Wikidata:Requests for permissions/Bot/DwdsBot
- The following discussion is closed. Please do not modify it. Subsequent comments should be made in a new section. A summary of the conclusions reached follows.
- Approved--Ymblanter (talk) 21:38, 2 November 2022 (UTC)[reply]
DwdsBot (talk • contribs • new items • new lexemes • SUL • Block log • User rights log • User rights • xtools)
Operator: Gremid (talk • contribs • logs)
Task/s: The bot imports lexeme data (lemmas, forms, morphological information) from the Digitales Wörterbuch der deutschen Sprache (DWDS).
Code:
- MediaWiki Action API client (GitHub)
- DWDS/WikiData Import Routines (GitHub)
- Wikibase test instance with some sample imports (Hetzner Cloud)
Function details:
- The bot extracts information to be imported from the internal DWDS dataset.
- It pulls a dump of current lexemes in WikiData in order to import only lexemes that are not already in WikiData.
- It converts the DWDS information into WikiData's lexicographic data model and imports lexemes via the MediaWiki Action API.
In a first step, lexemes with their lemma, lexical category, grammatical gender (if applicable) and reference to the DWDS source are imported. Further information (inflected forms, IPA transliterations, morphological classifications etc.) could be imported later on. Permission for bot-based import of further data would be requested separately. --Gremid (talk) 08:52, 17 October 2022 (UTC)[reply]
- Support The sample edits look good. What about also importing hyphenation information? Besides, I like your use of a test Wikibase instance and would like to document that for similar such cases in the future. Can you please put it under an open license, so that we can take and share screenshots of it? --Daniel Mietchen (talk) 23:25, 17 October 2022 (UTC)[reply]
- Thanks for your quick feedback and support! Hyphenation data is something (like IPA transliterations) that we could certainly add to the set of donated information. Regarding the test setup and licensing of it: You refer to the license of the Wiki content in the test instance? Gremid (talk) 07:25, 18 October 2022 (UTC)[reply]
- Support looks good, and I support the import, but I would like to see an example of a verb as well. Asaf Bartov (talk) 06:45, 18 October 2022 (UTC)[reply]
- Thanks! I imported 10 verbs into the test instance for your reference. Gremid (talk) 07:26, 18 October 2022 (UTC)[reply]
- Thank you. And where are the forms? Asaf Bartov (talk) 10:26, 18 October 2022 (UTC)[reply]
- Hi Asaf, as mentioned earlier, I propose to import lexemes with part-of-speech and gender classification as well as reference to the DWDS source database in a first run.
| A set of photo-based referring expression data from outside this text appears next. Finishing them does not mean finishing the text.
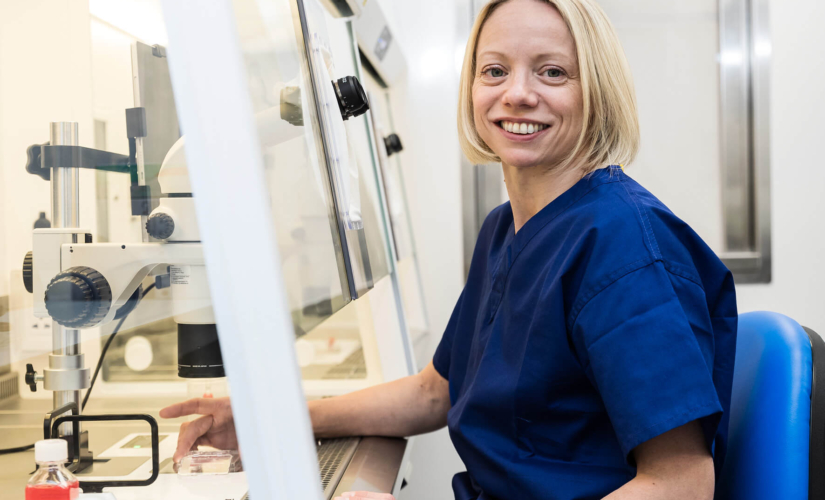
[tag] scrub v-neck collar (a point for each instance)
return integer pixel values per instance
(515, 243)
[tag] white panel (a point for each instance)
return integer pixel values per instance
(236, 225)
(672, 48)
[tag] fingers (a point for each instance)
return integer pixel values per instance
(189, 434)
(364, 495)
(197, 406)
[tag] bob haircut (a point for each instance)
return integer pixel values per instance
(610, 130)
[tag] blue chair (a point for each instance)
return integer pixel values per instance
(776, 444)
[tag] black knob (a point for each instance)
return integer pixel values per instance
(160, 226)
(31, 381)
(28, 272)
(79, 297)
(352, 100)
(393, 144)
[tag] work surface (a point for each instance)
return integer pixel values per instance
(374, 466)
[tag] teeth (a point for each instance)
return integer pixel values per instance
(522, 128)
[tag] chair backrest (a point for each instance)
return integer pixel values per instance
(775, 444)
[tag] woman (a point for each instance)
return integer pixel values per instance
(591, 352)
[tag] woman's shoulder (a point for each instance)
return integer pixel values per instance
(627, 225)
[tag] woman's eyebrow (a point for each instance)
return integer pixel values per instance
(551, 55)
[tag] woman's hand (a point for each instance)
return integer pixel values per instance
(364, 495)
(215, 428)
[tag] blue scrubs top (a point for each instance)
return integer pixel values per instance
(604, 322)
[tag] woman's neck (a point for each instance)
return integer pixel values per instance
(533, 188)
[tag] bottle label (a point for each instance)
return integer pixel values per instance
(180, 275)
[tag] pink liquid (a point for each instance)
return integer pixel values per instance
(53, 491)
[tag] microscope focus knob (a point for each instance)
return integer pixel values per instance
(160, 226)
(352, 100)
(28, 272)
(79, 297)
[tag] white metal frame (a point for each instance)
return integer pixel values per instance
(250, 305)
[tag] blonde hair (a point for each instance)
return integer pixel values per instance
(610, 130)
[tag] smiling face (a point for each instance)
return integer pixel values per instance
(527, 93)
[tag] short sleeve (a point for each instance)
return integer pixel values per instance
(443, 353)
(648, 363)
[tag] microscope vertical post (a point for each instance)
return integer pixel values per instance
(65, 184)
In a second run, we would like to provide additional data, including inflected forms. Right now, as you can see on the DWDS site, we do not spell out inflection paradigms either. A colleague in our team with specific expertise in German morphology is working on a solution, where all inflected forms are generated automatically for a given lemma. The solution is based on a finite state transducer and covers about 98% of our lexical database at the moment. We are still working on full coverage and edge cases; a release is planned for the beginning of 2023. I take it from WikiData's statistics on lexicographic coverage that an inventory of all written representations is of particular value to the project? Gremid (talk) 10:12, 19 October 2022 (UTC)[reply]
- Yes, we do want all forms explicitly, even when completely regular and derivable from lemma.
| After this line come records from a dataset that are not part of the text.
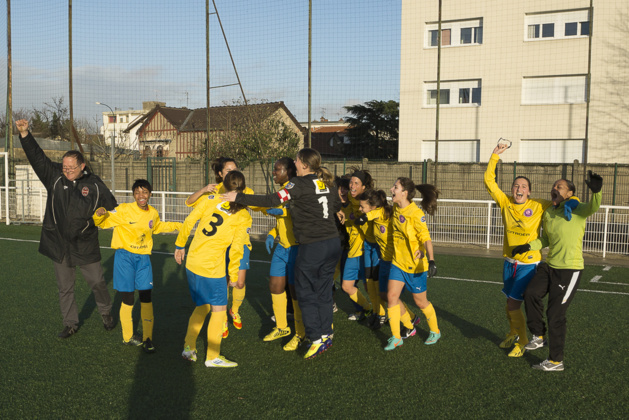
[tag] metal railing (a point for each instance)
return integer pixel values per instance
(463, 222)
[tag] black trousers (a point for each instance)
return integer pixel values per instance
(560, 286)
(314, 276)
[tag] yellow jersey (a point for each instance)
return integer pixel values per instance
(383, 231)
(134, 227)
(218, 230)
(521, 222)
(410, 232)
(284, 225)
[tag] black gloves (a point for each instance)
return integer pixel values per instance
(520, 249)
(594, 181)
(432, 268)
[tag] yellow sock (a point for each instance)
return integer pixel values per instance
(300, 330)
(279, 310)
(126, 321)
(512, 330)
(359, 298)
(239, 297)
(146, 311)
(374, 295)
(215, 334)
(519, 324)
(406, 320)
(394, 320)
(431, 318)
(410, 313)
(195, 323)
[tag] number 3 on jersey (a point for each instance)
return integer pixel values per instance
(214, 225)
(324, 203)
- I could have sworn your request mentioned forms as well, but anyway, I understand the division into several phases.
- So it looks good, and as already stated above, I Support the import. Asaf Bartov (talk) 13:05, 20 October 2022 (UTC)[reply]
- (P.S. consider clicking your red user name and putting some information in your user page about your affiliation and main interest, with any relevant links etc. It would help people who don't know you get a sense about your context.) Asaf Bartov (talk) 13:06, 20 October 2022 (UTC)[reply]
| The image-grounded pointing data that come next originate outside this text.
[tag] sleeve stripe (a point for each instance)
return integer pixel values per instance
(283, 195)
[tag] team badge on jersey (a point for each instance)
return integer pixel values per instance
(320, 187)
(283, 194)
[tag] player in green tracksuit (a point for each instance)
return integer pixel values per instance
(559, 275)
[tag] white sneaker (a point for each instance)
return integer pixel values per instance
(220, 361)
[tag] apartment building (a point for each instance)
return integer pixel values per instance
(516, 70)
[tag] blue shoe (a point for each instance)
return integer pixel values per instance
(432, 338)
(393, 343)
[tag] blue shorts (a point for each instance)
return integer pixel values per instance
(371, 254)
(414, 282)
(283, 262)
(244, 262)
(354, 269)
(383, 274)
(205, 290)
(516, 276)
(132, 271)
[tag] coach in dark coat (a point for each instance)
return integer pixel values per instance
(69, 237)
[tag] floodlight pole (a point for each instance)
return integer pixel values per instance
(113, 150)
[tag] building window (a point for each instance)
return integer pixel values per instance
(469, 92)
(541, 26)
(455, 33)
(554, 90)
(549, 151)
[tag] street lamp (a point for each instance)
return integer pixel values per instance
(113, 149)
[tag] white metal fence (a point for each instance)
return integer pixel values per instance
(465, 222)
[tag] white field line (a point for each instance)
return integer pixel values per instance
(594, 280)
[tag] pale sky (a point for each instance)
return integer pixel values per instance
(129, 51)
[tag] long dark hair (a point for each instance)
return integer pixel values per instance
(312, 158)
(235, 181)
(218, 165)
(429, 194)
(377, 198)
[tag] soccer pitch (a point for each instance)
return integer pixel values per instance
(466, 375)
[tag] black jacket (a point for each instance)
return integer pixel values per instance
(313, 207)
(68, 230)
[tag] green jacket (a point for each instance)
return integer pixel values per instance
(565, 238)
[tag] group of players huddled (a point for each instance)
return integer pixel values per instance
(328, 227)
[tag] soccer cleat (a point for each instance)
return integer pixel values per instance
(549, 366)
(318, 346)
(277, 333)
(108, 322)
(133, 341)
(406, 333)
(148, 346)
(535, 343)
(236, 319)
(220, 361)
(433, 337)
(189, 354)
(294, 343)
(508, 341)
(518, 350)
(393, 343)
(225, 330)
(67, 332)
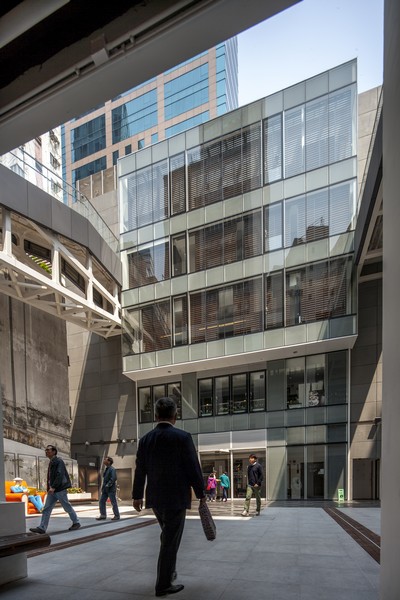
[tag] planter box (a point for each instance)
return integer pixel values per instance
(84, 496)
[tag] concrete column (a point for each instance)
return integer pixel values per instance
(390, 572)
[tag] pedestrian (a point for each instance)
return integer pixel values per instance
(212, 486)
(167, 459)
(108, 490)
(225, 485)
(58, 482)
(18, 488)
(255, 476)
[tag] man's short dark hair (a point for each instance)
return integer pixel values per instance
(165, 408)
- Hi Asaf, as mentioned earlier, I propose to import lexemes with part-of-speech and gender classification as well as reference to the DWDS source database in a first run. In a second run, we would like to provide additional data, including inflected forms. Right now, as you can see on the DWDS site, we do not spell out inflection paradigms either. A colleague in our team with specific expertise in German morphology is working on a solution, where all inflected forms are generated automatically for a given lemma. The solution is based on a finite state transducer and covers about 98% of our lexical database at the moment. We are still working on full coverage and edge cases; a release is planned for the beginning of 2023. I take it from WikiData's statistics on lexicographic coverage that an inventory of all written representations is of particular value to the project? Gremid (talk) 10:12, 19 October 2022 (UTC)[reply]
- Thank you. And where are the forms? Asaf Bartov (talk) 10:26, 18 October 2022 (UTC)[reply]
- Thanks! I imported 10 verbs into the test instance for your reference. Gremid (talk) 07:26, 18 October 2022 (UTC)[reply]
- Looking at
https://wb-sandbox.middell.net/wiki/Lexeme:L7:- described by source (P1343) "Digitales Wörterbuch der deutschen Sprache" with the reference reference URL (P854) https://www.dwds.de/wb/Astrallicht should just be DWDS lemma ID (P9940) "Astrallicht" (it will link it automatically)
- For the reference on grammatical gender (P5185), you should also include retrieved (P813) with the date and DWDS lemma ID (P9940) "Astrallicht" (explained more verbosely at Help:Sources#Databases)
- When you say only lexemes that are not already in Wikidata, do you mean that if there's a lexeme with the same lemma in Wikidata, it will skip it regardless of whether the lexeme has a link to DWDS?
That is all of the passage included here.